System froze/hung. No inputs worked. Hardware restart required. (ROME)

Hello,

Requirements:

I have Searched the forum for my issue and found nothing related or helpful
I have checked the Resources category (Resources Index)
I have reviewed the Wiki for relevant information
I have read the the Release Notes and Errata

OpenMandriva Lx version:

@hatMs9950X3DhatMs9950X3D \~\]$ cat /etc/release
OpenMandriva Lx release 25.06 (ROME) Rolling @hatMs9950X3Dor znver1
@hatMs9950X3D \~\]$ cat /etc/lsb-release
LSB_VERSION=
DISTRIB_ID=“OpenMandriva Lx”
DISTRIB_RELEASE=25.06
DISTRIB_CODENAME=ROME
DISTRIB_DESCRIPTION=@hatMs9950X3DOpenMandriva Lx 25.06”
@hatMs9950X3D \~\]$ cat /etc/os-release
NAME=“OpenMandriva Lx”
VERSION=“25.06 (ROME) Rolling”
ID=“openmandriva”
VERSION_ID=“25.06”
PRETTY_NAME=“OpenMandriva Lx 25.06 (ROME) Rolling”
BUILD_ID=“20250605.11”
VERSION_CODENAME=“rome”
ANSI_COLOR=“1;43”
LOGO=“openmandriva”
CPE_NAME=“cpe:/o:openmandriva:openmandriva_lx:25.06”
HOME_URL=“http://openmandriva.org/”
BUG_REPORT_URL=“ https://github.com/OpenMandrivaAssociation/distribution/issues/ ”
SUPPORT_URL=“https://forum.openmandriva.org”
PRIVACY_POLICY_URL=“ https://www.openmandriva.org/tos ”
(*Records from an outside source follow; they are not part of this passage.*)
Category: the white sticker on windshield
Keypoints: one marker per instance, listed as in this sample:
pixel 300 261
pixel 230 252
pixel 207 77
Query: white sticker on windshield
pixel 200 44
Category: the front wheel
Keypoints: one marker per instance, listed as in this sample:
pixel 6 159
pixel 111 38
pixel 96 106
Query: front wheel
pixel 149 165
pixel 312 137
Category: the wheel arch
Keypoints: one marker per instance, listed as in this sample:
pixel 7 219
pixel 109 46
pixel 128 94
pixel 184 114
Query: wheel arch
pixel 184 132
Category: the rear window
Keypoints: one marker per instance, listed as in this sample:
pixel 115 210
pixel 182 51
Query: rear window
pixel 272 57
Desktop environment (KDE, LXQT…):

KDE Plasma 6; X11

Description of the issue (screenshots if relevant):

(See title) Beyond that, I’m not sure what is relevant, but I will include what I think might be here.

-I had multiple UG Chromium tabs, in ~6 windows, across 3 workspaces, open.

-I also 2 or 3 Kate documents open in different Kate tabs, and was working in one of them when it froze (ironically I was trying to figure out how to use this template for a different issue at the time lol)

-Other running apps were: Konsole; and; ProtonVPN; Proton Mail; Proton Pass; SimpleX (All FlatPaks)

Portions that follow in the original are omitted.